My goal is to change the actual text of each new script, not just the variables. I am not sure if I should use Python, Bash, or something else for this task, especially since I am modifying a non-.txt file.


Solution

  • If I am able to correctly guess what you want, your pseudocode was actually pretty close to valid Python code.

    I am assuming model.mo is actually a text file, and that "non-.txt" in your question just refers to the .mo extension. Python (or Slurm, or presumably Modelica) doesn't care what you call your files; the extension is purely a human convention on sane platforms. (I am consciously wording this so as to exclude Windows.)

    with open('model.mo') as modelica:
        script = modelica.read()
    # did you really want a space instead of an underscore in 'control 4'?
    for i in ['control_1', 'control_2', 'control_3', 'control 4']:
        ivar = script.replace(
            'moduleName = "control"',
            # guessing you wanted to keep the double quotes around the name here
            # this generates "control_control_1"; maybe you meant to omit the control_ prefix?
            f'moduleName = "control_{i}"')
        for j in [3, 7]:
            jvar = ivar.replace(
                '.CombiTimeTable solar_data(columns = {2}',
                f'.CombiTimeTable solar_data(columns = {{{j}}}')
            for k in [2000000000, 4000000000, 6000000000]:
                kvar = jvar.replace(
                    'Storage.Battery BESS(EMax = 2000000000, SOC_start = 0.5, pf = 0.9)',
                    f'Storage.Battery BESS(EMax = {k}, SOC_start = 0.5, pf = 0.9)')
                for l in ['4', '8']:
                    lvar = kvar.replace(
                        '.CombiTimeTable ev_data(columns = {2}',
                        # guessing you meant to keep the braces, and you wanted l, not i?
                        f'.CombiTimeTable ev_data(columns = {{{l}}}')
                    # Guessing as to what exactly the file name should be
                    with open(f'child_model_{i}_{j}_{k}_{l}.mo', 'w') as child:
                        child.write(lvar)
    

    In particular, perhaps notice how f'strings' allow you to interpolate variables with {variable}. The notation {{ inserts a literal opening brace, and }} a single literal closing brace. There are many options for how to format interpolated variables and expressions; for example {j:02} would produce the value of j with at least two digits and padding with leading zeros if necessary.

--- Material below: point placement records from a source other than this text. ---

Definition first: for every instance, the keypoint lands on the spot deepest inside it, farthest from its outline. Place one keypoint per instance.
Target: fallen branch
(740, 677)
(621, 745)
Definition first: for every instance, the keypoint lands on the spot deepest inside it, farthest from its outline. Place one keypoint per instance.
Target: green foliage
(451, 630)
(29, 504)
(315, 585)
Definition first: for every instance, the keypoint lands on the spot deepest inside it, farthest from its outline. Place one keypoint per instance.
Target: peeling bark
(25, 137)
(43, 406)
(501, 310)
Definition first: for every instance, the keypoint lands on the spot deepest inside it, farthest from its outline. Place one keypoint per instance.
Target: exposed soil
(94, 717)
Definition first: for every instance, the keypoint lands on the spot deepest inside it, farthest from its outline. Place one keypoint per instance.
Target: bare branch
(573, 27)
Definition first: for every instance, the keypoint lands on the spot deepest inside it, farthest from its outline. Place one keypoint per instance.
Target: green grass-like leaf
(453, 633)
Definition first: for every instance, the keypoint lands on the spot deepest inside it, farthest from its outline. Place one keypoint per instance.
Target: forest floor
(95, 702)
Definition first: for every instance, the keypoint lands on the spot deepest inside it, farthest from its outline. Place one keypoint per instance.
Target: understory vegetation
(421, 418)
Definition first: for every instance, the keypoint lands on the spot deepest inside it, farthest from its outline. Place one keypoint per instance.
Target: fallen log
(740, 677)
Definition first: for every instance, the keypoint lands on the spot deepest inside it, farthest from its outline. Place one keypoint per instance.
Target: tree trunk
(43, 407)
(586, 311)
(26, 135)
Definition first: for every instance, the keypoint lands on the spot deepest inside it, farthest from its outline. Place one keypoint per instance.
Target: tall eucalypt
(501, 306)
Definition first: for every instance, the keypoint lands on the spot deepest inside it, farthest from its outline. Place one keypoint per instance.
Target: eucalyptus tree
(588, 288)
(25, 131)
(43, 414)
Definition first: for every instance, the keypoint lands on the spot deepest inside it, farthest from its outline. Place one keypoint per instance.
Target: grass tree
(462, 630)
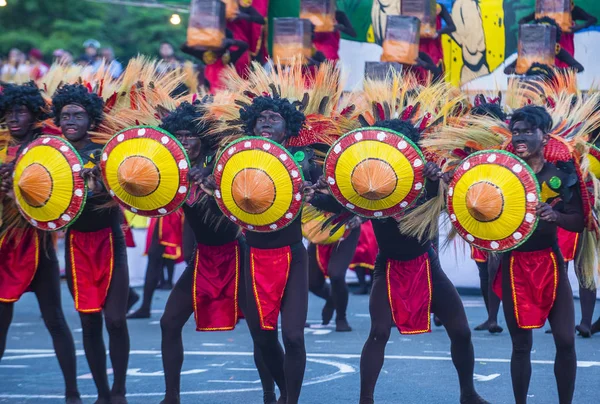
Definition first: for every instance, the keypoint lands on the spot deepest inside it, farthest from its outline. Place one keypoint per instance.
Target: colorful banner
(486, 29)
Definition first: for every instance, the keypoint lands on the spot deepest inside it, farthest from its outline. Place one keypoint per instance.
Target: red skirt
(409, 293)
(19, 259)
(534, 279)
(92, 259)
(567, 242)
(269, 270)
(367, 248)
(216, 284)
(478, 255)
(323, 252)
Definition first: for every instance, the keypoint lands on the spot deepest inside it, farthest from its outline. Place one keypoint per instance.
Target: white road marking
(37, 353)
(234, 381)
(483, 378)
(314, 331)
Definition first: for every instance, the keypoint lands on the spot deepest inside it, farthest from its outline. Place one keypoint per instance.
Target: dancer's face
(271, 125)
(19, 120)
(191, 144)
(527, 140)
(74, 122)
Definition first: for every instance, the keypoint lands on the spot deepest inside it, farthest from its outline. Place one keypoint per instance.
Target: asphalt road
(219, 369)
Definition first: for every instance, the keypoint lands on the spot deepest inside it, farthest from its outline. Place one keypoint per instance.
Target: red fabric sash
(269, 270)
(478, 255)
(216, 283)
(366, 249)
(323, 255)
(409, 293)
(19, 259)
(170, 235)
(534, 278)
(92, 263)
(567, 242)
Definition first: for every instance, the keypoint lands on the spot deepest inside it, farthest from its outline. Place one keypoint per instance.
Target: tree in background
(66, 24)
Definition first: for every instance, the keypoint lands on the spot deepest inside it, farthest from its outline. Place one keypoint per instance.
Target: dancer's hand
(321, 186)
(432, 171)
(93, 177)
(209, 185)
(354, 223)
(547, 213)
(196, 175)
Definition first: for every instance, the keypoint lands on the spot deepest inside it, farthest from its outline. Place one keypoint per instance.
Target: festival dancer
(96, 254)
(216, 269)
(530, 127)
(22, 108)
(328, 43)
(247, 24)
(432, 47)
(332, 261)
(398, 249)
(567, 37)
(164, 248)
(280, 254)
(487, 264)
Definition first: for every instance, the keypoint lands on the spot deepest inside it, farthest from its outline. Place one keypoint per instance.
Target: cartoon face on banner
(381, 9)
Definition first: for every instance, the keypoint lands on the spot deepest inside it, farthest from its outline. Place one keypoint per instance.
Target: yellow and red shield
(375, 172)
(259, 184)
(145, 169)
(49, 190)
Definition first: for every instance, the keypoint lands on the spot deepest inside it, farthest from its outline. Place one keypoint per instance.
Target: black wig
(549, 21)
(294, 119)
(489, 109)
(400, 126)
(27, 95)
(77, 94)
(536, 116)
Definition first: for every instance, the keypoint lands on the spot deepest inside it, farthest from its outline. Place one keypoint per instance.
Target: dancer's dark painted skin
(77, 112)
(445, 303)
(287, 368)
(209, 228)
(335, 294)
(21, 117)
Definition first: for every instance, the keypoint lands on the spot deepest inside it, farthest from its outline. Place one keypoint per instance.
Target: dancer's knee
(55, 322)
(294, 340)
(116, 325)
(380, 333)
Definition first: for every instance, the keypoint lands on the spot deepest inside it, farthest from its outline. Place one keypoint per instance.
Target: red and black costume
(249, 27)
(164, 248)
(535, 287)
(212, 285)
(96, 260)
(432, 47)
(408, 285)
(277, 264)
(567, 38)
(27, 256)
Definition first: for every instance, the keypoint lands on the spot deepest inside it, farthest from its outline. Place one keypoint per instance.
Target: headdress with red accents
(140, 96)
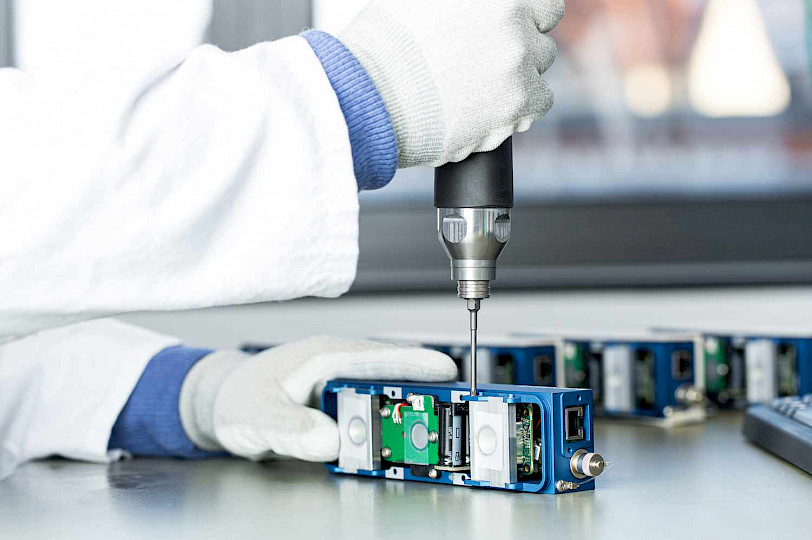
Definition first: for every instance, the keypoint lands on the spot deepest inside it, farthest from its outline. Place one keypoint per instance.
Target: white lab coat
(181, 180)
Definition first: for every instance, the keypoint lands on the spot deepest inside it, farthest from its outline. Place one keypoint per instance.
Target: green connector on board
(576, 370)
(407, 433)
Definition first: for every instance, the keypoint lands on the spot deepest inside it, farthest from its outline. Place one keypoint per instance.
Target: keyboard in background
(783, 427)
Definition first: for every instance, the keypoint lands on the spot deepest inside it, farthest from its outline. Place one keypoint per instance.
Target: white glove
(456, 76)
(256, 406)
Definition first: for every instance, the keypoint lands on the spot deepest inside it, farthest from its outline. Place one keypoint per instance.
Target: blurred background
(679, 151)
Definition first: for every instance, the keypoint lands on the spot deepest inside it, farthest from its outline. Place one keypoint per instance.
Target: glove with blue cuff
(456, 76)
(258, 406)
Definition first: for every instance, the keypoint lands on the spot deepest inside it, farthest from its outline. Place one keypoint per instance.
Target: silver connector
(583, 464)
(473, 238)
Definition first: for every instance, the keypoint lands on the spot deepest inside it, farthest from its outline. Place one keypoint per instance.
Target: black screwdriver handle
(482, 180)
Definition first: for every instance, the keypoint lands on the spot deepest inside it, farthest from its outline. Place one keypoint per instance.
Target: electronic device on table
(754, 366)
(651, 377)
(517, 438)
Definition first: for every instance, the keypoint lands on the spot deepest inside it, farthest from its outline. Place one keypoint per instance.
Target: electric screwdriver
(473, 199)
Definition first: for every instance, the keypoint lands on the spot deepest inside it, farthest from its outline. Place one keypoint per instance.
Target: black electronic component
(504, 368)
(644, 378)
(574, 424)
(787, 358)
(544, 370)
(453, 423)
(483, 180)
(682, 365)
(595, 375)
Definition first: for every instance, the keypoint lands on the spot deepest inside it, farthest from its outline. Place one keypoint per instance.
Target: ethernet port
(681, 365)
(574, 424)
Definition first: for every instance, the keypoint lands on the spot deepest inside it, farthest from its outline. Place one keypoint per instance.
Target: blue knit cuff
(372, 137)
(149, 424)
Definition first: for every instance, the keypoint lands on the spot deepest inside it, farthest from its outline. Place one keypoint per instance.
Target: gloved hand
(257, 406)
(456, 76)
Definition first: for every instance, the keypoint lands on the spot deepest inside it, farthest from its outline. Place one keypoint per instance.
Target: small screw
(561, 485)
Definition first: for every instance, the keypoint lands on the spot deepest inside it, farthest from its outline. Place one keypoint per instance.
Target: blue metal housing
(666, 380)
(552, 402)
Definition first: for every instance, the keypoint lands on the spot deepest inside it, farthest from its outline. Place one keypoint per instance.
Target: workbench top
(698, 481)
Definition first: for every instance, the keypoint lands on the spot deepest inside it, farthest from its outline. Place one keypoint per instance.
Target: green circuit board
(407, 433)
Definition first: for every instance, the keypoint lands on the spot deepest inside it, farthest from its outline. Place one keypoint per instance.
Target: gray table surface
(695, 481)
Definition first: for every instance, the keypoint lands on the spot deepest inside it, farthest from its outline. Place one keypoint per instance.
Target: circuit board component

    As such, your + str(j) + attempts would work fine as well; it's just a lot more clunky.

    I added comments where I had to guess what you really wanted.

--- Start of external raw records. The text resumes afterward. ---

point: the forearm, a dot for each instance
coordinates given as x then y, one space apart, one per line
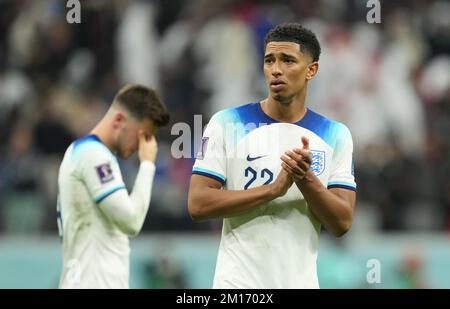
209 203
128 212
141 194
333 211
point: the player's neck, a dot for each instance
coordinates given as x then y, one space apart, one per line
292 112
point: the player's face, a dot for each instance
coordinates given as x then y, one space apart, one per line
286 70
128 137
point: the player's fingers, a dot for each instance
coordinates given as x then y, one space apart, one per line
305 142
305 154
293 155
304 166
287 169
293 166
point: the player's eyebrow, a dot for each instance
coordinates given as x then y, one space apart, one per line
282 55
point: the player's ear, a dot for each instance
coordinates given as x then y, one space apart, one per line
118 118
312 70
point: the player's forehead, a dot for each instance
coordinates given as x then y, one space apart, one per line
146 125
278 48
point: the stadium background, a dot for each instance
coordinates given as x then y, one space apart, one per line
389 82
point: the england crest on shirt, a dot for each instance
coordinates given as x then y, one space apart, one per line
104 172
318 161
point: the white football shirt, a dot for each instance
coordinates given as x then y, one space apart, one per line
95 251
274 245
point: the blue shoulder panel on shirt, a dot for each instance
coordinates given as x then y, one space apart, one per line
252 117
89 141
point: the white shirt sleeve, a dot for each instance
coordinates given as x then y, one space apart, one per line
99 170
211 157
342 173
129 212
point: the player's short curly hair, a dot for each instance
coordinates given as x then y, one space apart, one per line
294 32
142 103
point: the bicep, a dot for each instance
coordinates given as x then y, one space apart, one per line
200 182
349 196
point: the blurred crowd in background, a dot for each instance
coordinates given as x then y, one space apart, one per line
388 82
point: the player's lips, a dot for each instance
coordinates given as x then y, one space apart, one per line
277 84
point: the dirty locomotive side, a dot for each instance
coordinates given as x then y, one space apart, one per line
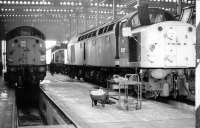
25 56
154 45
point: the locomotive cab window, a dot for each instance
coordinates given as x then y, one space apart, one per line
135 22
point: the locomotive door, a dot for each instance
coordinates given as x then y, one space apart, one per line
123 45
23 54
170 49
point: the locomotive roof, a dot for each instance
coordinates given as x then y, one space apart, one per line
120 19
24 31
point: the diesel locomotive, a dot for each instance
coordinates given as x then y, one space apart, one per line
25 56
150 42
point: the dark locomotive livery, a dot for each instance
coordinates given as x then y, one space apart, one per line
25 56
59 59
149 42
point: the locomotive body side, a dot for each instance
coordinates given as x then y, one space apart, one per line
100 51
26 56
162 52
169 44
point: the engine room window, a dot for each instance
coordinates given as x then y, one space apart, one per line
135 22
23 43
156 18
37 41
15 41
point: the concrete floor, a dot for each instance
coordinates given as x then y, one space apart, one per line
73 98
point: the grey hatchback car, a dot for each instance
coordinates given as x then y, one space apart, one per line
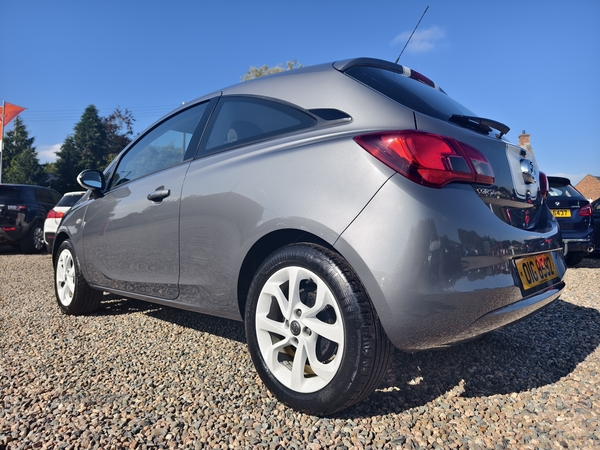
339 210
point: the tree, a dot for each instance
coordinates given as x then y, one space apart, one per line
90 140
119 131
95 142
67 166
256 72
20 163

    Nominally, using round parentheses instead of square brackets around the enumerations would be very slightly more efficient, but that's hardly a major concern here. My main concern would be whether the names of the generated files are what you wanted. If you want to abbreviate, perhaps use a dictionary, like

    abbrev_k = {
        "2B": 2_000_000_000,
        "4B": 4_000_000_000,
        "6B": 6_000_000_000
    }
    ...
            for k in abbrev_k.keys():
                kvar = jvar.replace(
                    'Storage.Battery BESS(EMax = 2000000000, SOC_start = 0.5, pf = 0.9)',
                    f'Storage.Battery BESS(EMax = {abbrev_k[k]}, SOC_start = 0.5, pf = 0.9)'
    

    to use the abbreviation 2B in the file name, but have it translated to the numeric value 2,000,000,000 in the generated file.

    Demo: https://ideone.com/cP7KRx

    You'll notice that we use script to hold the contents of the original script, and then in the first substitution, we create a copy of it in ivar with the control string modified, then continue to create new variables jvar, kvar, lvar with a modified copy throughout the rest of the script.